The judge ordered the second defendant to make an interim costs payment of £450,000 and interim damages payment of £250,000, as well as a legal aid assessment of the claimant’s own costs.

The claim against the second defendant settled last year by way of a Tomlin order and in the latest hearing various preliminary issues were before the SCJ, particularly that of whether QOCS applied to a legally aided claimant.

The first defendant argued that it was “improbable” that the intention was for claimants to have both legal aid (under section 11 of the Access to Justice Act 1999) and QOCS protection. His counsel suggested that nowhere in the Jackson report was it suggested that QOCS should be substituted for legal aid costs protection. Rather, QOCS was designed to provide protection for claimants following the reforms which removed recoverability.

The SCJ said the difficulty with this argument was that “there is nothing in the rules by which QOCS was introduced to indicate that it does not apply to claimants who are legally aided. That may be by design or by accident, but there is nothing to suggest that it was intended not to apply”.

Had this been the intention, the specific QOCS exception in rule 44.17 for cases begun before 1 April 2013 “would have been the obvious place to put it”.

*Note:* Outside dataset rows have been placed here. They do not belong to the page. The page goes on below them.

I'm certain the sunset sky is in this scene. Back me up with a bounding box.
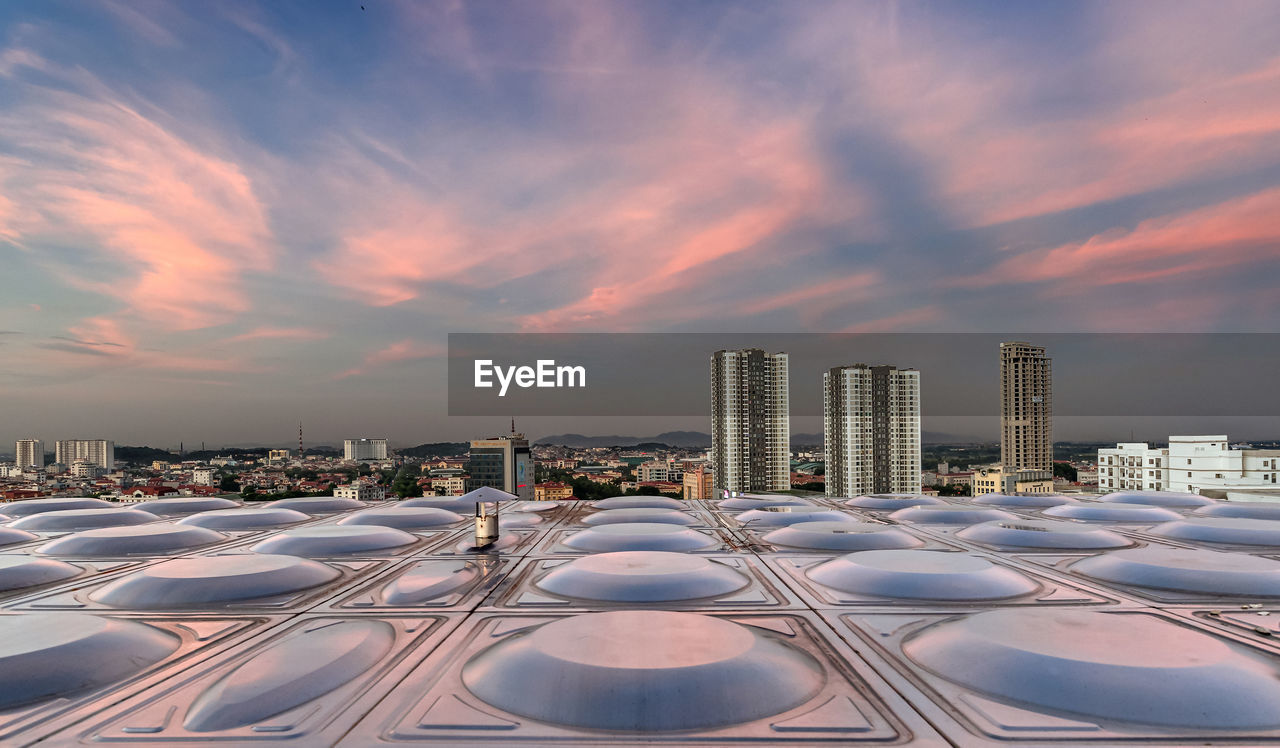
[0,0,1280,452]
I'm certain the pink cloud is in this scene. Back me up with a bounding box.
[955,188,1280,288]
[32,316,266,374]
[305,4,876,329]
[0,73,274,330]
[791,3,1280,227]
[334,339,448,379]
[841,306,945,333]
[221,327,329,345]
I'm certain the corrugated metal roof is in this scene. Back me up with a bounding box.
[0,494,1280,748]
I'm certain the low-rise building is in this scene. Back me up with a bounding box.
[1098,434,1280,493]
[684,468,712,501]
[972,466,1053,496]
[431,474,467,496]
[333,480,387,501]
[534,480,573,501]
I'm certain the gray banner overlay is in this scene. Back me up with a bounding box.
[448,333,1280,416]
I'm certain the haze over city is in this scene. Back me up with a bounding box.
[0,0,1280,447]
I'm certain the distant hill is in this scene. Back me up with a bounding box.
[396,442,471,457]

“QOCS applies to proceedings which include a claim for damages for personal injuries (CPR 44.13(1)), the claimant falls within the definition of those to whom QOCS applies (CPR 44.13(2)) and there is nothing in the rules to exclude him because he was legally aided. Accordingly, in my judgment, CPR 44.14 applies to the claimant in this case.”

That rule provides that orders for costs made against a claimant may be enforced without the permission of the court to the extent that the amount does not exceed their damages.

The SCJ said: “It seems to me that there is no difficulty in the approach to be taken in the case of a legally aided party who is also entitled to QOCS, because legal aid costs protection relates to the amount to be paid and QOCS relates to enforcement. The applicability of QOCS is not a bar to a determination under s.11 of the 1999 Act (or s.26 of the 2012 Act), although, in practice, if QOCS does apply, there may be little reason for the receiving party to make a request for a determination.”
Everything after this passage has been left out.